Three more Brits through to finals day at 2023 Pentathlon World Championships as University of Bath prepares to host Super Sunday

26 August 2023

Three Pentathlon GB athletes, including defending champion Joe Choong, will line up in a top-class men’s final at the University of Bath on Sunday when gold medals are decided at the UIPM Pentathlon World Championships 2023.

Charlie Brown, a Sports Management and Coaching student at the University, showed no signs of nerves in his first senior World Championships as he produced a strong swim and laser-run to confidently progress through Semi-Final A.

It was tighter for Choong and fellow Bath graduate Myles Pillage during a sprint finish to Semi-Final B but they were able to emerge with the all-important top-nine placing.

That means there will be seven Brits for the home crowd to cheer on in Sunday’s finals after Kerenza Bryson, Olivia Green, Jess Varley and Emma Whitaker progressed through the women’s semi-finals on Friday.

Egyptian trio Mohanad Shaban, Ahmed Elgendy and Mohamed Elgendy – all medallists at major championships in the past two years – also progressed to a high-quality men’s final, as did 2016 and 2019 World Champion Valentin Belaud of France.

The stage is now set for a Super Sunday at the Team Bath Sports Training Village, with the women’s medals being decided from 9am and the men’s champion being crowned from 2.30pm.
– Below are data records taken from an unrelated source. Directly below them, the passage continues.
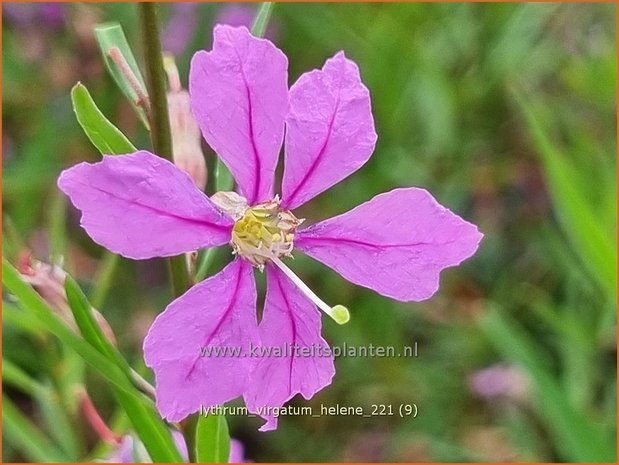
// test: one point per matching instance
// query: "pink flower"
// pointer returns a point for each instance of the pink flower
(142, 206)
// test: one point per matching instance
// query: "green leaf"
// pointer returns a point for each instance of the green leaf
(102, 133)
(262, 19)
(89, 327)
(110, 35)
(148, 425)
(23, 435)
(578, 438)
(14, 376)
(152, 430)
(58, 423)
(593, 244)
(212, 439)
(31, 302)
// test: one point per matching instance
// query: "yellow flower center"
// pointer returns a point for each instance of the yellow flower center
(263, 232)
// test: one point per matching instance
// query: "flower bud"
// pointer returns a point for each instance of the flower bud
(186, 137)
(48, 281)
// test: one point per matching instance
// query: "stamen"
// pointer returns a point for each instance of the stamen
(339, 313)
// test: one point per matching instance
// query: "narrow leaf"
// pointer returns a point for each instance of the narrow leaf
(24, 436)
(212, 439)
(262, 19)
(578, 438)
(148, 425)
(102, 133)
(31, 302)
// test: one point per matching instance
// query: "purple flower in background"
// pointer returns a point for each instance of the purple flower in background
(142, 206)
(29, 14)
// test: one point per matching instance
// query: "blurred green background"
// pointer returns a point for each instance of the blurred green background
(505, 112)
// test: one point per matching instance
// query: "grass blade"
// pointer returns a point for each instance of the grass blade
(26, 437)
(576, 436)
(212, 439)
(106, 137)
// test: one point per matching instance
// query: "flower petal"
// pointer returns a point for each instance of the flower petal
(142, 206)
(239, 96)
(329, 130)
(396, 244)
(289, 321)
(218, 316)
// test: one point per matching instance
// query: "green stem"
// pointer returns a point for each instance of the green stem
(159, 118)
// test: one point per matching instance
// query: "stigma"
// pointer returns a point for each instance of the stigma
(265, 233)
(261, 232)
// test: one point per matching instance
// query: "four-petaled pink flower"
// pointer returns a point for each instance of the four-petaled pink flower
(141, 206)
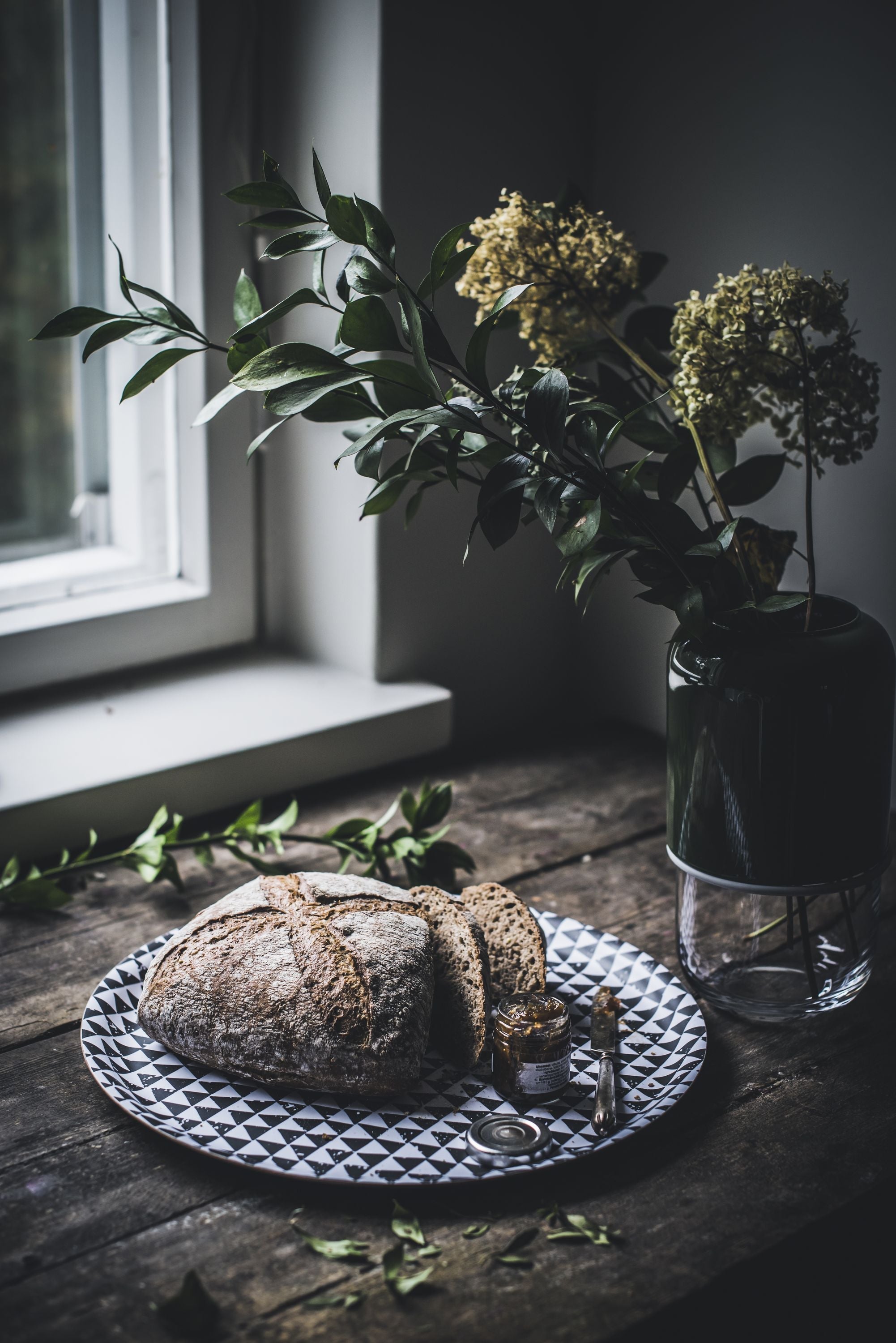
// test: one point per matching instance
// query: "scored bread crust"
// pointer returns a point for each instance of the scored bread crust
(332, 992)
(514, 939)
(461, 1001)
Remaining tickets are available to buy at wch2023.org.

Charlie Brown celebrates with Ahmed Elgendy after both qualified from Semi-Final A

Hungary’s Bence Demeter led Semi-Final A overnight after recording 23 victories in Friday’s fencing ranking round, one more than 2023 UIPM World Cup Final champion Shaban.

They maintained those positions after the swim although just 12 seconds separated the first seven athletes going into the laser-run. Rapid times of 2:01.21 in the pool from Matteo Cicinelli – matched by Tokyo 2020 Olympic silver-medallist Ahmed Elgendy – and 2:01.55 from Brown put the Italian and Brit in the middle of the pack along with Germany’s Marvin Dogue.

An enthralling run-shoot saw Brown show great maturity to maintain his grip on the all-important ninth place before pushing through the field on the last lap to come home safely in the group of qualifiers, led home by Mexico’s Emiliano Hernandez and Martin Vlach of the Czech Republic. The latter produced the fastest laser-run of the round to move up from 12th.

The afternoon’s action saw Choong and Mohamed Elgendy, gold and silver-medallists respectively at the 2022 World Championships, sit top of the leaderboard with Germany’s Patrick Dogue after the fencing ranking round.

South Korea’s Jihun Lee picked up 10 points in the fencing bonus round which, along with a solid swim, gave him a two-second advantage over Choong going into the laser-run. Pillage was one of four swimmers to go below two minutes in the pool, setting the second-fastest time behind Switzerland’s Alexandre Dallenbach, to start in sixth.

With the final less than 24 hours away, athletes tried to conserve energy in the laser-run but as the field bunched up it led to a nail-biting dash to the line. Just two seconds separated Roman Popov in fifth from 10th-placed Dogue, who missed out on the final by the tightest of margins.

Elgendy took first place, followed by Korean duo Woongtae Jun and Lee, while Pillage and Choong were seventh and ninth respectively.